Know Your History: James Richmond Barthé
LGBT, NewsBites — By Speak Equal on February 18, 2010 at 8:00 am(January 28, 1901 – March 5, 1989) was an African American sculptor known for his many public works, including the Toussaint L’Ouverture Monument in Port-au-Prince, Haiti and a sculpture of Rose McClendon for Frank Lloyd Wright’s Fallingwater House.
In 1924, with the aid of a Catholic priest, the Reverend Harry Kane, S.S.I, and with less than a high school education and no formal training in art, Barthé was admitted to the Art Institute of Chicago. During the next four years Barthé followed a curriculum structured for majors in painting. During his four years of study he worked as a busboy at a small café. His work caught the attention of Dr. Charles Maceo Thompson, a patron of the arts and supporter of many talented young black artists. Barthé was a flattering portrait painter, and Dr. Thompson helped him to secure many lucrative commissions from the city’s affluent black citizens.

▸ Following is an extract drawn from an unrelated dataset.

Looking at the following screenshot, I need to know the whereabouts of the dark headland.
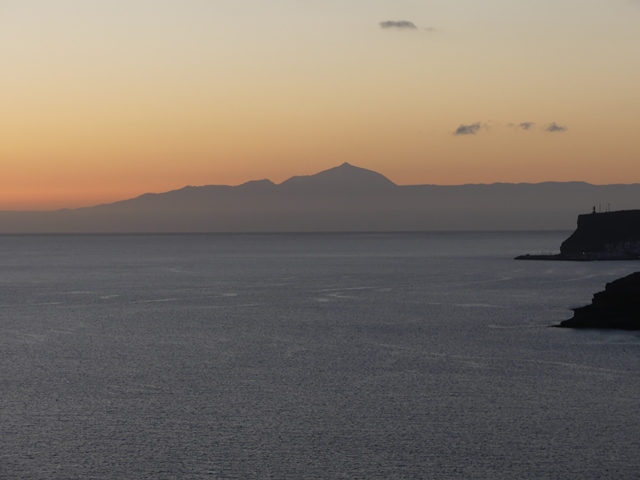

During his senior year he was introduced to sculpture by his anatomy teacher. He began modeling in clay to gain a better understanding of the third dimension in his painting. This transition proved to be, according to him, a turning point in his career. He exhibited two busts in the 1927 Negro in Art Week Exhibition and in the April 1928 annual exhibition of the Chicago Art League. He received much critical praise and numerous commissions following this.

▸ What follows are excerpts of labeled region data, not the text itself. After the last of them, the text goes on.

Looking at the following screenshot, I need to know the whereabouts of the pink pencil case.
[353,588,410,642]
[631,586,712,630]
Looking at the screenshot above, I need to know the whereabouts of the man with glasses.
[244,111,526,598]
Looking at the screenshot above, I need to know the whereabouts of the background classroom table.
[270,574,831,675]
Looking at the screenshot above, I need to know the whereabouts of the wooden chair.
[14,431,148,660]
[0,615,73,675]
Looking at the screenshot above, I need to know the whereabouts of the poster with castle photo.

Following his graduation from The Art Institute of Chicago in 1928, Barthé spent several months in New York, established a studio in Harlem, and eventually moved to NYC permanently in 1930. During the next two decades, he built his reputation as a sculptor. He is associated with the Harlem Renaissance. He won a Guggenheim fellowship twice and other awards. By 1934, his reputation was so well established that he was awarded his first solo show at the Caz Delbo Galleries in New York City. Barthé experienced success after success and was considered by writers and critics as one of the leading “moderns” of his time.
Harlem was one of the three major centers of gay life in New York in 1930, and Barthé never publicly discussed his own sexuality, he soon became integrated into Harlem’s gay world. Throughout his career, many of his patrons and subjects were gay men, and the exploration of both race and eroticism were central to his work.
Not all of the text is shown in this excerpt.